Auf dem Areal gibt es auch eine Kreisbahn auf welcher Schräglagen geübt werden können. Dass ich vor Schräglagen keine Angst habe wusste ich ja bereits spätestens seit dem Schräglagentraining bei Peter Studer. Immer mal wieder üben schadet aber nichts.

Zuletzt durfte man dann beim freien Fahren selbständig alles nochmal üben. Dann auch mal mit etwas höheren Tempi. Ausser beim freien Fahren am Schluss waren allfällige Schäden am Motorrad den ganzen Kurs durch eine Vollkasko Versicherung gedeckt, die im Kursgeld inbegriffen war. Der Preis des Kurses war dank dem Zuschuss des Verkehrssicherheitsfonds (CHF 200.– bis 30.6.12 und nachher CHF 100.–) und der TCS Mitgliedschaft (CHF 40.–) schlussendlich sehr niedrig. Nur 160 Fr. musste ich dafür zahlen. Das war es allemal wert. Ich kann diesen Kurs jedem Motorradfahrer/in empfehlen. Der Aufbau ist mit Theorie- und Praxis abwechslungsreich und der Instruktor war sehr kompetent. Nächstes Jahr werde ich wohl den Fortsetzungskurs besuchen bei dem unter anderem auch das  Ausweichen vor Hindernissen geübt wird.
> Diskussion bei Töff-Talk.ch

2 Gedanken zu “Weiterbildung muss sein

  1. Ich war letzten Montag am gleichen Kurs im VSZ Betzholz in Hinwil. Und es hat den ganzen Tag nur ein einziges Mal geregnet. Am Morgen habe ich den Instruktor noch gefragt, ob’s bei dem Wetter ein Alternativprogramm gebe. Da hat er mich nur vielsagend angeschaut.
    Am Abend war ich dann aber froh, dass es den ganzen Tag geregnet hat. Bei gutem Wetter und trockenen Strassenverhältnissen kenne ich mein Motorrad relativ gut. Und wenn’s regnet schalte ich auf „Sicherheitsmodus“ und gehe alles sehr viel vorsichtiger an.
    So hatte ich im Betzholz nun zum ersten Mal die Gelegenheit im Regen zu üben. Und bei der letzen Uebung habe ich mit Tempo 110 eine Notbremsung hart am Limit zur Radblockade hingelegt (mein Möppi hat kein ABS). Unglaublich was die Reifen auch noch im Nassen liefern.
    So gesehen war ich am Ende des Tages ganz froh, dass es geregnet hat, da bei mir der Lernerfolg um einiges höher ausgefallen ist.

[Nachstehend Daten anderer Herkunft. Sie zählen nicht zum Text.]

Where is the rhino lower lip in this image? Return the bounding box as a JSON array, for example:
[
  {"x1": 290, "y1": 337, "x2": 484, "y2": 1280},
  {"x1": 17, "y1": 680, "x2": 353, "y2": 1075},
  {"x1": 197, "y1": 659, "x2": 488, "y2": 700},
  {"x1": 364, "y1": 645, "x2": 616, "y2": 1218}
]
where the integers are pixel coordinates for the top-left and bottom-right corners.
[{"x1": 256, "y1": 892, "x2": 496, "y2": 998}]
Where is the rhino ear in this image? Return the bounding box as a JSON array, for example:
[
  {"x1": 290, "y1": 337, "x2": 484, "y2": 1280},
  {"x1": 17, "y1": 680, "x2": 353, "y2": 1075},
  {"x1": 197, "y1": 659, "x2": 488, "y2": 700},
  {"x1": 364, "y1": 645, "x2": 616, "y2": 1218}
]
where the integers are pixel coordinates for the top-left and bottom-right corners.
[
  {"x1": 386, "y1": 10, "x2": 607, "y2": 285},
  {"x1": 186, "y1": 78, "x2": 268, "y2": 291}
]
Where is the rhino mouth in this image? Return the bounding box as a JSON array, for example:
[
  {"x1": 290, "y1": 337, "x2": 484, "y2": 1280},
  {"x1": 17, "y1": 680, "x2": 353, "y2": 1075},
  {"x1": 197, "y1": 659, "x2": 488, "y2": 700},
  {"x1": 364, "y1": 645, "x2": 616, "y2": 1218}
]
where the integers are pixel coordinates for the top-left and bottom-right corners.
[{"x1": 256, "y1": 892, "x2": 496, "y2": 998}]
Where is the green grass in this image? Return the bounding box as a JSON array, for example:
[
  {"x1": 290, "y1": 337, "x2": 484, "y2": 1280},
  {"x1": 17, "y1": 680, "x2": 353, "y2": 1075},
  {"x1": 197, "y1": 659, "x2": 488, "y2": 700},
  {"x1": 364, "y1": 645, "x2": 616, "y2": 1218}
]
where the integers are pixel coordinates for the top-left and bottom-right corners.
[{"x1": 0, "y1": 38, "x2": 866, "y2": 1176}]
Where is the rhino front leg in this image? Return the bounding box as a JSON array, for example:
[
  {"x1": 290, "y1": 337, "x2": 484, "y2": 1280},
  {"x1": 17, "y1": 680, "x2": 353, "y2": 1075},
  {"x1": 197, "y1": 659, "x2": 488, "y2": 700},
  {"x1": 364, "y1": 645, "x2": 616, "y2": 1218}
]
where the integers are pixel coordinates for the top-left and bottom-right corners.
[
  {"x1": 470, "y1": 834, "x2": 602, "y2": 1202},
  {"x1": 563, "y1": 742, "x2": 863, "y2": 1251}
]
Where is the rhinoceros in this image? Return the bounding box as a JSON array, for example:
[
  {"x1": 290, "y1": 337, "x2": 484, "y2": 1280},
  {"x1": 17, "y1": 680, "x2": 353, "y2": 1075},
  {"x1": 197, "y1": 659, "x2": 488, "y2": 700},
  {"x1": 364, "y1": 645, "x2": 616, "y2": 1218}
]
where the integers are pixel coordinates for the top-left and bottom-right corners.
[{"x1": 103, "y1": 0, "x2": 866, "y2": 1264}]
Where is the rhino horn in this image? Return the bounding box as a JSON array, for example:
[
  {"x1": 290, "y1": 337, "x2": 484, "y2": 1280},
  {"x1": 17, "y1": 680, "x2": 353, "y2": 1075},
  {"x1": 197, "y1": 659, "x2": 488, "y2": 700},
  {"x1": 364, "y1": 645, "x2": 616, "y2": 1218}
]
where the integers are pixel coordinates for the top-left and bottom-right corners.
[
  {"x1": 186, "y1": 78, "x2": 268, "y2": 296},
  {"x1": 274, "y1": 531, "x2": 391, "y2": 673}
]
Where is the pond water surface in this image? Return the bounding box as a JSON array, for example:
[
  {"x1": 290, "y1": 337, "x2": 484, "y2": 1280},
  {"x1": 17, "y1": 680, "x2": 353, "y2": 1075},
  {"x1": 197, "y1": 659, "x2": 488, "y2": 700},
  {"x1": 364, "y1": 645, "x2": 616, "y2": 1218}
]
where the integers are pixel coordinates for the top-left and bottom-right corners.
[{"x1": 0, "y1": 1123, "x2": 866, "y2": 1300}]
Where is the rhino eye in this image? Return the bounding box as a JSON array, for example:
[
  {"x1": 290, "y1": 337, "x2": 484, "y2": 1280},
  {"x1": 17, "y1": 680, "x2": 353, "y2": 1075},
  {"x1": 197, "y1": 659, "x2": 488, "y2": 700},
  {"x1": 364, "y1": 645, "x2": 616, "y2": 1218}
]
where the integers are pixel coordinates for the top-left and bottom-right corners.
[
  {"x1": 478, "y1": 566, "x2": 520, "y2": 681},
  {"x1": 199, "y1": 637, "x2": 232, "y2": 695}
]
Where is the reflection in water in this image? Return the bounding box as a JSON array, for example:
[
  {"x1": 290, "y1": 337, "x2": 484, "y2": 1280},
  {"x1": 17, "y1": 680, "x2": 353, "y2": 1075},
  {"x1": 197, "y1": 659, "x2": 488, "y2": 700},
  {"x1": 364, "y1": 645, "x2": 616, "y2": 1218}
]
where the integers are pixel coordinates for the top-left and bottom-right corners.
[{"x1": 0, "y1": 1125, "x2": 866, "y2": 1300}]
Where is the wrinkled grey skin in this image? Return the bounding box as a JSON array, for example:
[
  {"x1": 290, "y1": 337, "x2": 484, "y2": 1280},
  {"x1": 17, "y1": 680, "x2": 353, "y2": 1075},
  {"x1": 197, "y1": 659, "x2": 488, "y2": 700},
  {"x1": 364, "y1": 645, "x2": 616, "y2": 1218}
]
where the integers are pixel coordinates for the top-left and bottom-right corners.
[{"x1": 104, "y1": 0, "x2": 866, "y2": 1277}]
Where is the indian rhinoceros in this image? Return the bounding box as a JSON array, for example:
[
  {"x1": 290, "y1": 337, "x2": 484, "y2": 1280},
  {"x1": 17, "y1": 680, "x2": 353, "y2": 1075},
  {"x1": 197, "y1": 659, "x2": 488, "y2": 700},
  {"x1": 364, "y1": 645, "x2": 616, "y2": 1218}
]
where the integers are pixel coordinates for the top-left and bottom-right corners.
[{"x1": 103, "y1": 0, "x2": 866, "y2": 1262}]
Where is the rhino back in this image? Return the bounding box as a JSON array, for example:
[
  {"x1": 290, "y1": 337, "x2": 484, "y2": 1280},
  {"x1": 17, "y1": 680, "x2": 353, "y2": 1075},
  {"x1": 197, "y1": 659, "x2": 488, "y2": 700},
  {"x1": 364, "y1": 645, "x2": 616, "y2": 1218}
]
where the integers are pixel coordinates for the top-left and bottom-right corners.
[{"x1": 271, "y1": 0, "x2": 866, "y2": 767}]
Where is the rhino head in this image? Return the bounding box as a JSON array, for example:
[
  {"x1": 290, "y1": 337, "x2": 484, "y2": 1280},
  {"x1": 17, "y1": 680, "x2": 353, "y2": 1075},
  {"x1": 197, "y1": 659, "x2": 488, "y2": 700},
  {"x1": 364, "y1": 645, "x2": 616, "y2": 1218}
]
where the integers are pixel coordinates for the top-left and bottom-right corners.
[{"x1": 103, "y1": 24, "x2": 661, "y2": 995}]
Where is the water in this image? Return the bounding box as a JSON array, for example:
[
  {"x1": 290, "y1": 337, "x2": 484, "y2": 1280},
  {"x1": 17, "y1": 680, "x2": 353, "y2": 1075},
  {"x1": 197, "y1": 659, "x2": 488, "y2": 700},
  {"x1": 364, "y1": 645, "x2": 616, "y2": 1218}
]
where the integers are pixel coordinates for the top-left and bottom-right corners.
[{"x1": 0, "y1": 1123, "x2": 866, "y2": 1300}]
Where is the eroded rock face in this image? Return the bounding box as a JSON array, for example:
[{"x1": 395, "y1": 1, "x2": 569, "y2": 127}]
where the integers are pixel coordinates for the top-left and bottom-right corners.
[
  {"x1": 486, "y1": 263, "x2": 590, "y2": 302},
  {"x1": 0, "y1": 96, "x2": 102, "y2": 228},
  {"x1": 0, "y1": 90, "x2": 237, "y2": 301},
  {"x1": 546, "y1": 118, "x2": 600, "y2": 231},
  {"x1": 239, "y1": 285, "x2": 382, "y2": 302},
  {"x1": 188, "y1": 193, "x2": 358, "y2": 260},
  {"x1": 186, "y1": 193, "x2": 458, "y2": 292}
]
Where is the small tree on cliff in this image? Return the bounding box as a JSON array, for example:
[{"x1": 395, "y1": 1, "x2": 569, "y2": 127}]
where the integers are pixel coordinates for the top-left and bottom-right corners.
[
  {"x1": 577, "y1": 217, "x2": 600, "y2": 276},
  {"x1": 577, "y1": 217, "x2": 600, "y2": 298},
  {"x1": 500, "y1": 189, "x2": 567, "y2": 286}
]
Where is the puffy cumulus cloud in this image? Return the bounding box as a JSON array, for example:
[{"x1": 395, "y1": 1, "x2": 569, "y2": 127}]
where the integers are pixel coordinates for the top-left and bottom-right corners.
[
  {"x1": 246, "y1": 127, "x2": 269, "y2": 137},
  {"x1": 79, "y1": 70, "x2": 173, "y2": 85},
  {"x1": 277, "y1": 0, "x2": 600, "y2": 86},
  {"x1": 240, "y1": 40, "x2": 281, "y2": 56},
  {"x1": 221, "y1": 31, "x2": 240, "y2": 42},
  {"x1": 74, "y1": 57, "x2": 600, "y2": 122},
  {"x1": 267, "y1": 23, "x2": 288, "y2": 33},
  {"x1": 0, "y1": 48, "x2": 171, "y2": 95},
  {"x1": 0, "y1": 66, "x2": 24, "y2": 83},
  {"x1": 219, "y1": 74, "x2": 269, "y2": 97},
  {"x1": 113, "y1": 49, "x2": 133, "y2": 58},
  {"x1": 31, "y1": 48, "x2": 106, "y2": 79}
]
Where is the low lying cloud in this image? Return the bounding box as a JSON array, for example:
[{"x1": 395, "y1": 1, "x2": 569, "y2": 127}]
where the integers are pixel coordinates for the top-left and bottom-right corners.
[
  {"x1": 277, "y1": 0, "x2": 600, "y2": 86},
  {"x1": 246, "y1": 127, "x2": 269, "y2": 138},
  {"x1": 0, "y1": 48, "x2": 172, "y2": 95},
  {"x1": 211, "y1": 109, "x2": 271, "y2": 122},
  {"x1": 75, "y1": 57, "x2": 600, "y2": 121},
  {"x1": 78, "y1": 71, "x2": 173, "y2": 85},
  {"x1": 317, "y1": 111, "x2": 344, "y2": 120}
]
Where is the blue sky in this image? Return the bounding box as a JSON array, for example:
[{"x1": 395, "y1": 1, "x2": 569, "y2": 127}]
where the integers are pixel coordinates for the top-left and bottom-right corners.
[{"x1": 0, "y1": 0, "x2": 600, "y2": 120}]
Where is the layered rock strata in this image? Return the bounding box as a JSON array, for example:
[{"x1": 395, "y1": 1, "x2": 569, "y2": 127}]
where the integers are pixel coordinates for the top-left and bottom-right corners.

    • Bei uns war das Wetter ja sehr warm was nicht wirklich angenehm war. Besonders als man warten musste bis man mit bremsen an der Reihe war. So schmorte man im eigenen Saft. Ich hätte doch etwas leichtere Klamotten wählen sollen. Ich habe damals den Schräglagenkurs im Regen gemacht und war im Nachhinein auch froh darum auch wenns unangenehm war. Der Lerneffekt ist bei Regen sicher höher. Die heutigen Reifen funktionieren tatsächlich auch auf nasser Strasse sehr gut.